Magnesiumsilikat und Magnesiumtrisilikat (Meerschaum) sind Abkömmlinge der Kieselsäure (E 551)Kieselsäure (E 551). Die unlöslichen Kristalle sind weich und lassen sich gut mahlen. Der menschliche Organismus kann sie weder aufnehmen noch verwerten. Sie werden unverändert ausgeschieden.

In pulverförmigen Lebensmitteln lagern sich die Silikat-Kristalle an die Partikel des Lebensmittels an und schirmen sie so gegen ihre Umgebung ab. Auf diese Weise verhindern Silikate, dass die Lebensmittel verklumpen: Pulvrige Produkte bleiben rieselfähig, andere lassen sich gut trennen.

Herstellung

Magnesiumsilikate werden synthetisch hergestellt. Das entstehende Pulver wird als amorph bezeichnet, es enthält Partikel unterschiedlicher Größe.

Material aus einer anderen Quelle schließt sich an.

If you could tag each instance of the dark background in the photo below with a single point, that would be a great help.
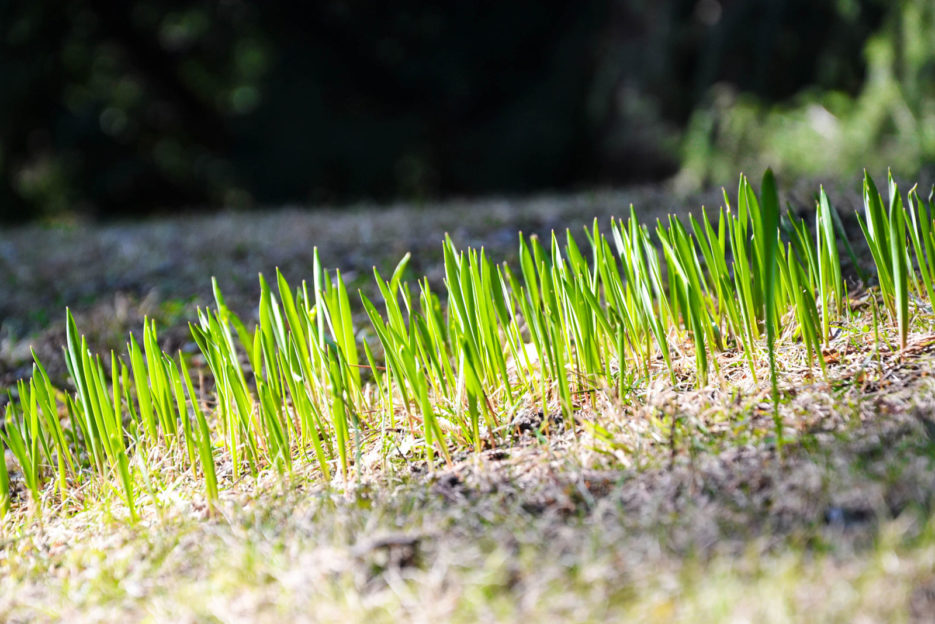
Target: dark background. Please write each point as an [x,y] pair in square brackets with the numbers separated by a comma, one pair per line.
[111,108]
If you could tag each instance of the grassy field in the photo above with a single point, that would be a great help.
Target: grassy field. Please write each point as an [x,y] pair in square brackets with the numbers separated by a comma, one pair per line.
[722,417]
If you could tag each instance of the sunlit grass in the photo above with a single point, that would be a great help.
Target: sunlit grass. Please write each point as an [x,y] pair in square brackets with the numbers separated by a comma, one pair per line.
[438,375]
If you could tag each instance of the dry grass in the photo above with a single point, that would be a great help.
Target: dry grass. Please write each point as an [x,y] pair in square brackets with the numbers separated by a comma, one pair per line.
[677,507]
[674,506]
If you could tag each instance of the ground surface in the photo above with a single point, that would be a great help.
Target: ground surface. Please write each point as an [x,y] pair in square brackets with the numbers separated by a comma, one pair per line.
[675,507]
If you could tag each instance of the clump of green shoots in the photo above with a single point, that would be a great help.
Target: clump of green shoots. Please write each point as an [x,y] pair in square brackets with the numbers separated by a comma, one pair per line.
[306,385]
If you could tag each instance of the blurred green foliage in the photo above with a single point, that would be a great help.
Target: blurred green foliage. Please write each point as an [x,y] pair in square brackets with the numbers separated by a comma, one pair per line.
[826,132]
[111,107]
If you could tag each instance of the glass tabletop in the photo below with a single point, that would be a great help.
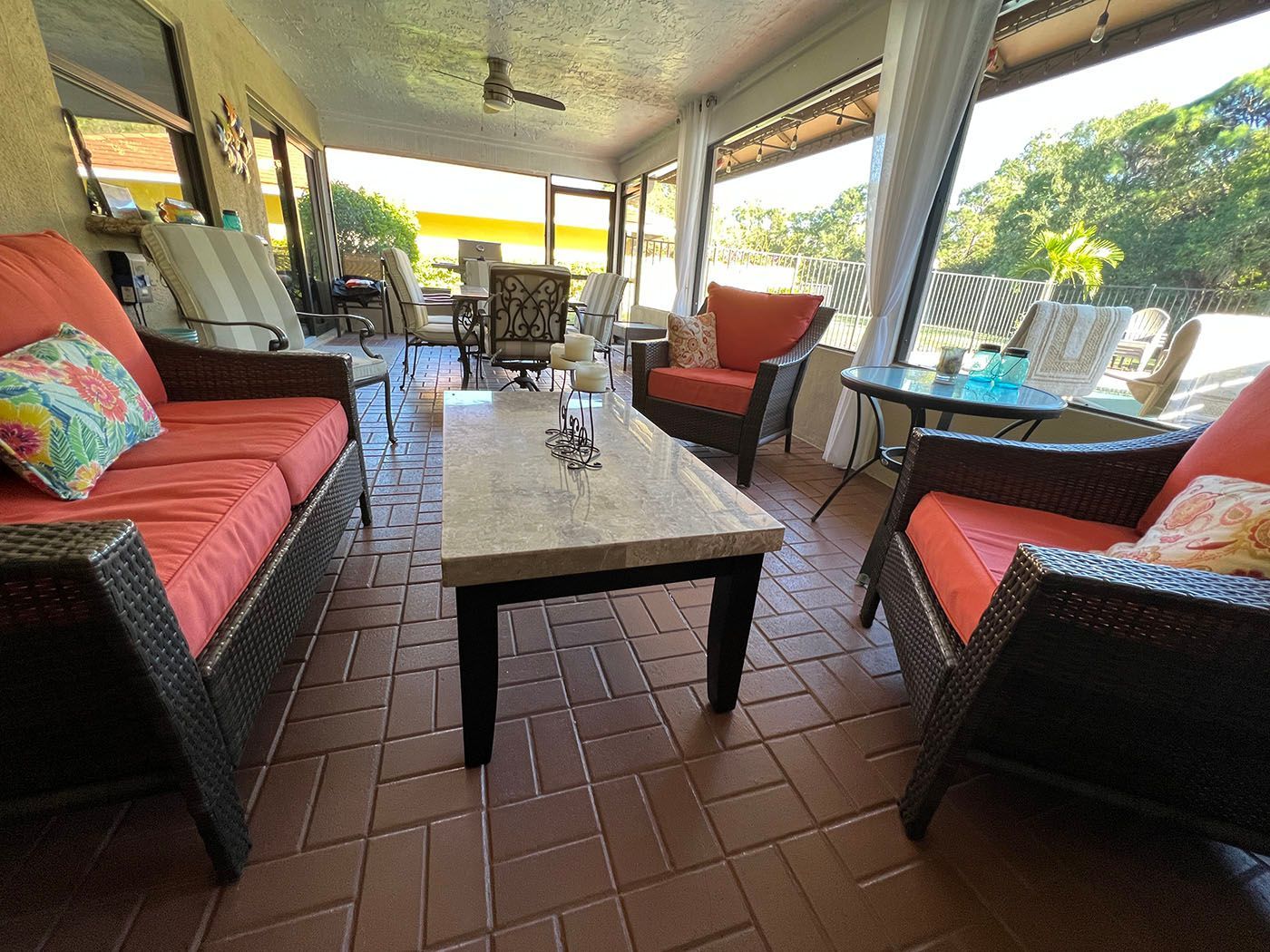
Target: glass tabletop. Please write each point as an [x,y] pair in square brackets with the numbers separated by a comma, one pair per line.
[916,386]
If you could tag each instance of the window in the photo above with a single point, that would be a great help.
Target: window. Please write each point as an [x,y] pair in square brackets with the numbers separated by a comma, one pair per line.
[787,205]
[581,215]
[288,165]
[1140,181]
[117,75]
[425,209]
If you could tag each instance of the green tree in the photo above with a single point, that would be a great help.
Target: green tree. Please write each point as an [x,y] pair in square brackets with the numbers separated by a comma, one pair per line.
[1075,254]
[366,222]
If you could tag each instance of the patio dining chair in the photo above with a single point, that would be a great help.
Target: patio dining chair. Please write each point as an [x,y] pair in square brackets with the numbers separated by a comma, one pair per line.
[527,311]
[418,323]
[601,300]
[228,288]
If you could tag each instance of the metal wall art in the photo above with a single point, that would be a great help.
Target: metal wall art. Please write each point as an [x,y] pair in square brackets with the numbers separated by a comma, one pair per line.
[235,142]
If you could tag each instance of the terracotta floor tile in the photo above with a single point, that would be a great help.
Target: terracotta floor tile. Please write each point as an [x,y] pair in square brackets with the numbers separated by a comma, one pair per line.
[457,879]
[390,908]
[554,879]
[540,822]
[683,909]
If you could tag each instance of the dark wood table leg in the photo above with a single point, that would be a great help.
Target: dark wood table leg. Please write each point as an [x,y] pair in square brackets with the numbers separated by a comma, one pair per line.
[732,609]
[478,672]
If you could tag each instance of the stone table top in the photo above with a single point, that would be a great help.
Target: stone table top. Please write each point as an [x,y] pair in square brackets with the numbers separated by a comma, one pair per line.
[511,510]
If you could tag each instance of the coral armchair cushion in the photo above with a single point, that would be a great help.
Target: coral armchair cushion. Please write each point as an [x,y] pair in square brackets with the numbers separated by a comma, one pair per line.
[755,326]
[967,545]
[46,282]
[1237,444]
[714,389]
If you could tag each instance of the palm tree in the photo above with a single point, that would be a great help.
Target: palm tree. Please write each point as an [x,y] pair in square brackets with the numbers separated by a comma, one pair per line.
[1075,254]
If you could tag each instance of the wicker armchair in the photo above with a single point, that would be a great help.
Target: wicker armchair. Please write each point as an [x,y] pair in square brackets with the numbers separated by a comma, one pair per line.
[771,403]
[1137,683]
[99,695]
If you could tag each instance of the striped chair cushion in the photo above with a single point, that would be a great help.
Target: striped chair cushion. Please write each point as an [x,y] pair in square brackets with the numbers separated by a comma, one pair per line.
[224,276]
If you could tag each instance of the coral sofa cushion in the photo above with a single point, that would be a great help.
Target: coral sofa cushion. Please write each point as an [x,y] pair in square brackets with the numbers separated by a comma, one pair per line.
[44,282]
[304,435]
[67,410]
[1236,444]
[967,545]
[207,526]
[1216,523]
[755,326]
[715,389]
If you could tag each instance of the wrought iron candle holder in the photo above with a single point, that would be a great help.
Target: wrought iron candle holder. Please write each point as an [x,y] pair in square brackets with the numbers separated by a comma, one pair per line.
[573,441]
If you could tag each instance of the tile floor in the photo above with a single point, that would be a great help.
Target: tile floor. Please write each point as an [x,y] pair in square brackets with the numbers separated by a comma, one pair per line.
[616,814]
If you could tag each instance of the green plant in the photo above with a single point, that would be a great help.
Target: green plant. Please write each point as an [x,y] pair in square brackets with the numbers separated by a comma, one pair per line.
[1073,254]
[366,222]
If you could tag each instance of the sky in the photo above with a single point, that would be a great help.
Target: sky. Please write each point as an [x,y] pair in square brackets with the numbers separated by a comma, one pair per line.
[1174,73]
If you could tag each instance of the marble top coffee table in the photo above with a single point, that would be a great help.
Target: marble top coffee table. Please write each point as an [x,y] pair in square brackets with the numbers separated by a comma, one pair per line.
[518,526]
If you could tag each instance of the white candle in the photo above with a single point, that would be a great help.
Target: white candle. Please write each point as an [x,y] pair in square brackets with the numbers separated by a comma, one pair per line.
[558,359]
[578,346]
[591,376]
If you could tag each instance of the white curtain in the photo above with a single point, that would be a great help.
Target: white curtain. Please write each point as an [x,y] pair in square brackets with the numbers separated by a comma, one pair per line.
[931,66]
[689,206]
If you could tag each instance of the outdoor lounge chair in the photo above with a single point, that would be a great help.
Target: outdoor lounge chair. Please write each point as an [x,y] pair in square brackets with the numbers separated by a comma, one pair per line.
[733,409]
[229,291]
[1026,650]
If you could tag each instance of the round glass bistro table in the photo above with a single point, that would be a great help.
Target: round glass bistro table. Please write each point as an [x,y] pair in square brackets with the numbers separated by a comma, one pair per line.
[917,389]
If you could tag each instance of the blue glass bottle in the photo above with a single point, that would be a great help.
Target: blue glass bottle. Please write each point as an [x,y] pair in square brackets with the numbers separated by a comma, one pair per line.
[1013,368]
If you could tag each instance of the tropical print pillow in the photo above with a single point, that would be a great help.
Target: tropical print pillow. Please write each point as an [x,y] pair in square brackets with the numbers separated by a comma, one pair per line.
[67,410]
[694,340]
[1216,523]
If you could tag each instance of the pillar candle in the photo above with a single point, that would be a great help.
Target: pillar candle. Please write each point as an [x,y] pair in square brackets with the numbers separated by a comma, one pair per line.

Im Zuge der Neubewertung aller Lebensmittelzusatzstoffe wird derzeit geprüft, ob E 553 a als technisch hergestelltes Nanomaterial anzusehen ist. 

 

Einsatz

Magnesiumsilikate sind nur für bestimmte Lebensmittel zugelassen. Dazu gehören unter anderem:

  • Trockenlebensmittel in Pulverform (max. 10 g/kg)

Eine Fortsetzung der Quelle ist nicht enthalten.